It was written, everybody knew, it’s the nth move by GM Lebron (none of them successfull, ever), still is great to see this guy getting to play with his son
It was written, everybody knew, it’s the nth move by GM Lebron (none of them successfull, ever), still is great to see this guy getting to play with his son
I think that’s relatively common for second round picks. I know Austin Reeves did something similar.
how does that help? doesn’t the nba team who drafts them retain the rights til they come to the nba?
I think you can re-enter the draft the following year in hopes of getting picked by another team. So if a player says I’m not playing for you, most teams probably don’t want to waste a pick on a player they’ll never get.
For players there is no benefit to being drafted early in second round vs going undeafted. Only first round picks are subject to the rookie scale, everyone else can get paid as much or little as they can negotiate. So theoretically the last pick in the draft or someone undrafted all together can get paid more than the first pick.
I don’t think that’s true, that defeats the entire purpose of the draft.
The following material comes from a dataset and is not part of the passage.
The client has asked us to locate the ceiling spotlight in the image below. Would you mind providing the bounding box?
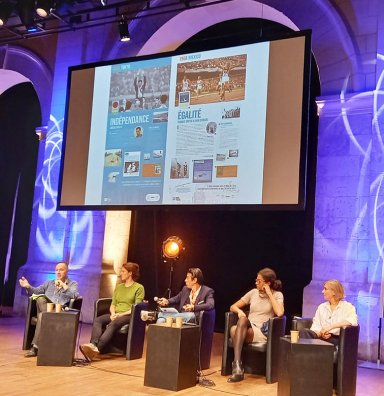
[36,0,53,18]
[119,15,131,42]
[0,0,13,26]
If a team selects a player they retain the draft rights forever unless the rights are traded. but yes teams generally try to avoid hostile players for other reasons, it’s usually not worth the hassle.
https://atlhawksfanatic.github.io/NBA-CBA/player-eligibility-and-nba-draft.html
This is what I found about the topic but IDK how accurate it is.
that’s only if they don’t play any ball in that time. if they play in college or overseas the clock stops, per #49 here:
http://cbafaq.com/salarycap.htm#Q49
Is this up to date? It seems it was last updated for the 22-23 season before the newest cba took effect.
i seriously doubt this stuff has changed that much. it would essentially do away with the whole “draft and stash” strategy for overseas players which i’m pretty sure would have been talked about a lot by now.